Il 1982 è l'anno del suo esordio come regista con il segmento Partine nel film Love con Annette Cohen e Nancy Dowd. Presidentessa della giuria del Festival di Berlino nel 1984, sposa l'anno seguente Donald Saunders. Lodevoli le sue incursioni nel cinema italiano: la prima con Mario Monicelli in Speriamo che sia femmina (1986), accanto a Catherine Deneuve, e la seconda in Mosca addio (1986) di Mauro Bolognini (che ripeterà l'esperienza nella miniseria "Gli indifferenti"), storia di un'ebrea russa dissidente che le farà guadagnare l'ennesimo David per la miglior attrice protagonista.

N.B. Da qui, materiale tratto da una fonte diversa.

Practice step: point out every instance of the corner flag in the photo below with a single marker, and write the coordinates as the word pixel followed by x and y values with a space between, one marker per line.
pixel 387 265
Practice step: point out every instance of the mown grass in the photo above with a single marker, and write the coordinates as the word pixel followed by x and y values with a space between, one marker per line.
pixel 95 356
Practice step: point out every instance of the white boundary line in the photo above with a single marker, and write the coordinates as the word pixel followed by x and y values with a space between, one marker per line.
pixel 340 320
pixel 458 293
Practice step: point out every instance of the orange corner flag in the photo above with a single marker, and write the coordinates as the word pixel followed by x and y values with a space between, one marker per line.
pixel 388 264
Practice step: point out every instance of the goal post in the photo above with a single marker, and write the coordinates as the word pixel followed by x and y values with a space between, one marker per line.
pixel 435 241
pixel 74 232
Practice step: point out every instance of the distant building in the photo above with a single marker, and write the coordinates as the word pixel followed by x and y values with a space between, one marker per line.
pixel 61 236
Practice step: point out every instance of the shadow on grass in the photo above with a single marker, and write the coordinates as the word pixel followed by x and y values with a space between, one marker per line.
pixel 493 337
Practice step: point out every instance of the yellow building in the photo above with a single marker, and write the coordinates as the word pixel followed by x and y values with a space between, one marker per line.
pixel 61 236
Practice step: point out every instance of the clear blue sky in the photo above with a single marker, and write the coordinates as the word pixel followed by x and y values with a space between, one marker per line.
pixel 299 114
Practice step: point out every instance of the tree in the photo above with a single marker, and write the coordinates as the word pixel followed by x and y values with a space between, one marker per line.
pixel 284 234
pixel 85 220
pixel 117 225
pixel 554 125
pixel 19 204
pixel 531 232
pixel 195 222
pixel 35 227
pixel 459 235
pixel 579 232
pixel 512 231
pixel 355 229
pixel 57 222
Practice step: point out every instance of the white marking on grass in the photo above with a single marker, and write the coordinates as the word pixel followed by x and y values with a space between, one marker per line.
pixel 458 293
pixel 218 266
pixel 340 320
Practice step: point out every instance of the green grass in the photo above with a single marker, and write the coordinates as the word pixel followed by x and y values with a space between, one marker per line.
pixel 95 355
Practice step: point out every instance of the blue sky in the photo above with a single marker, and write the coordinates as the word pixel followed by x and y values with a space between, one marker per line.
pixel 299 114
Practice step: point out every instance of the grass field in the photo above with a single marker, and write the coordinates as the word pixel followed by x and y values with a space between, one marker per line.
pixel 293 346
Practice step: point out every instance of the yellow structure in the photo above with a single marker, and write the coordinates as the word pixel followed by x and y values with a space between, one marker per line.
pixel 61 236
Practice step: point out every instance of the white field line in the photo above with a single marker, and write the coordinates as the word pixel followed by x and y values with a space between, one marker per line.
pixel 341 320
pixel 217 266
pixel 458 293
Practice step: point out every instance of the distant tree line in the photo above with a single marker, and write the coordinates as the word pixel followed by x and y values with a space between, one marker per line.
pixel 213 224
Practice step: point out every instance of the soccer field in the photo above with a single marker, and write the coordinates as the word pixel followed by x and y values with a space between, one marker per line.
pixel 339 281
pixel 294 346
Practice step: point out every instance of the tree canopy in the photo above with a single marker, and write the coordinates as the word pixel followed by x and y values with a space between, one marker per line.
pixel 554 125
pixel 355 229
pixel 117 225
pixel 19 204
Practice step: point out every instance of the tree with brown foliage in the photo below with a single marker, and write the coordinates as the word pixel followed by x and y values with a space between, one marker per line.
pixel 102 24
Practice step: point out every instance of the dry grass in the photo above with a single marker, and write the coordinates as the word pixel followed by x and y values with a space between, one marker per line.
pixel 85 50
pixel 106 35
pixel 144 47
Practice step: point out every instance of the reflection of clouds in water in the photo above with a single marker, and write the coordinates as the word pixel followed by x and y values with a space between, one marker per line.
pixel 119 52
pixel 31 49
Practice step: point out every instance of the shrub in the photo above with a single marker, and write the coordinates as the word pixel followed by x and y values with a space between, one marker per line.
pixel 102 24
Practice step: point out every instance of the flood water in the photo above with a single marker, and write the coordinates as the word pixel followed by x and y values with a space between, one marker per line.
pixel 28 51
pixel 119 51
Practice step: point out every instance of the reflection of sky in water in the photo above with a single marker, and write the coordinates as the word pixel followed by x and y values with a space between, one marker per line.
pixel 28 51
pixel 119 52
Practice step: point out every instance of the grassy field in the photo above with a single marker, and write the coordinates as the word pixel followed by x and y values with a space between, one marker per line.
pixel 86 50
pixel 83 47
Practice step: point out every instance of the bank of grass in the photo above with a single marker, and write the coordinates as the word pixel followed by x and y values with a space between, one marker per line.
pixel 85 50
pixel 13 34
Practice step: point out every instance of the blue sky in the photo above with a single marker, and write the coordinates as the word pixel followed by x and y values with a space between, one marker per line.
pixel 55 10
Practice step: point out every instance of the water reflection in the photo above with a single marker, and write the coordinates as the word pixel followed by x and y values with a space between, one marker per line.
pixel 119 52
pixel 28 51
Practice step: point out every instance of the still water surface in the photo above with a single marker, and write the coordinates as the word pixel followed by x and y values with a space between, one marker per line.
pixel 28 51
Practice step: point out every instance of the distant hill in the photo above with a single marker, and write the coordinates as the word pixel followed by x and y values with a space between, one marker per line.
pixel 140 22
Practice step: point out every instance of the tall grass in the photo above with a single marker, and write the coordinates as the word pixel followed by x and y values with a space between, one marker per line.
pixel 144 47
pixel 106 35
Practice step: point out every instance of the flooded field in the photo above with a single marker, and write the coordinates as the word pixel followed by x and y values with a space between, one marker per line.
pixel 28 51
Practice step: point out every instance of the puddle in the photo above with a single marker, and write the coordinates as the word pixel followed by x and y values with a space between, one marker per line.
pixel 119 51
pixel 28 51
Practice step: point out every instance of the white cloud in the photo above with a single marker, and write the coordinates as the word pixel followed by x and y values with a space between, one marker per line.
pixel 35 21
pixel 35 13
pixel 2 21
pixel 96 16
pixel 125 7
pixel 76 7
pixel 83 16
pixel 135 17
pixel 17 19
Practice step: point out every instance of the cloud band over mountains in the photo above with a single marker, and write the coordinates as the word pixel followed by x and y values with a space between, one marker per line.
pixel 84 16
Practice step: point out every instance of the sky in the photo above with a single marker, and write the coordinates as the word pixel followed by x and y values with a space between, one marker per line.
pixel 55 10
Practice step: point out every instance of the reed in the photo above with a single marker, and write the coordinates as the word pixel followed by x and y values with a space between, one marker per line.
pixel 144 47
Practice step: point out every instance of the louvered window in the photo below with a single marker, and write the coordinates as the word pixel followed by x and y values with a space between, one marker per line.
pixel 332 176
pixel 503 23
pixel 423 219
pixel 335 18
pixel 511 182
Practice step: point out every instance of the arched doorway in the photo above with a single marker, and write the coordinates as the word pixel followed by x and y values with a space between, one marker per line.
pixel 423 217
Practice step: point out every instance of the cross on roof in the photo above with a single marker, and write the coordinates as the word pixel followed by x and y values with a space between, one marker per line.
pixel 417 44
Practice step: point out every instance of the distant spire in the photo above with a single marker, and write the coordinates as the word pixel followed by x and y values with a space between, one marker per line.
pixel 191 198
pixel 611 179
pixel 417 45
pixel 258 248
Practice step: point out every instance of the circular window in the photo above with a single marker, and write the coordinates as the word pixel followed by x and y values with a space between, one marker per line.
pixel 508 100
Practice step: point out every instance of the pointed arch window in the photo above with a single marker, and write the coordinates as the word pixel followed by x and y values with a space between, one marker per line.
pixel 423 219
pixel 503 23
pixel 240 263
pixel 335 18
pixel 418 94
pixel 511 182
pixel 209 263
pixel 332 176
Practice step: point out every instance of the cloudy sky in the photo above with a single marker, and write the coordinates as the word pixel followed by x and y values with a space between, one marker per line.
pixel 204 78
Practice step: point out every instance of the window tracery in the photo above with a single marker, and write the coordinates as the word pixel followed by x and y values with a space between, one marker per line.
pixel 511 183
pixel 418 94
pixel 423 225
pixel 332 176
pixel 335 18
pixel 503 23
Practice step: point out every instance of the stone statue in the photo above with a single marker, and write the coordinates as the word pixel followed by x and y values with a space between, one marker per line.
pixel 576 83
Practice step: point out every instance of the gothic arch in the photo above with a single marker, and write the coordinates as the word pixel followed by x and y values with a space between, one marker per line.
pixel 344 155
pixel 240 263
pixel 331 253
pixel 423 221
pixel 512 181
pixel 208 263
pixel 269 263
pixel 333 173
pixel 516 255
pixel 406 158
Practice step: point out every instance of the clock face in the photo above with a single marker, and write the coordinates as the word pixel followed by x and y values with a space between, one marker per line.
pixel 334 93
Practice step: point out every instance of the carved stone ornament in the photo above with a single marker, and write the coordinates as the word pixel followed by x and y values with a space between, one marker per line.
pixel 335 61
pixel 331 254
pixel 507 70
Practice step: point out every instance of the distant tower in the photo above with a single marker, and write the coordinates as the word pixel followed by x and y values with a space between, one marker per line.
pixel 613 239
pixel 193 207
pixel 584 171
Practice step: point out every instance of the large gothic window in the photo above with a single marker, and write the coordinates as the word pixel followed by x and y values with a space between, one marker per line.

Luis Mandoki la dirigerà in Gaby – Una storia vera (1987), poi la Ullmann, per tutti gli anni Novanta, si occuperà maggiormente di regia firmando Sofie (1992), Kristin Lavransdatter (1995), Lumière et compagnie (1995), il televisivo Conversazioni private (1996) e L'infedele (2000). Diventata presidentessa della Giuria del Festival di Cannes nel 2001, le verrà offerto un ruolo nel serial Sex and the City (che lei fra l'altro segue con passione), ma declinerà l'invito, non amando molto la sceneggiatura della puntata dove doveva recitare, e torna a essere diretta da Bergman ne Sarabanda (2003).
La predominanza di Liv Ullmann nell'arte audiovisiva, fra codici linguistici, palcoscenico e rappresentazione è quanto di meglio si possa chiedere alla vita di un'artista come lei. Non è fortuna, è stoffa.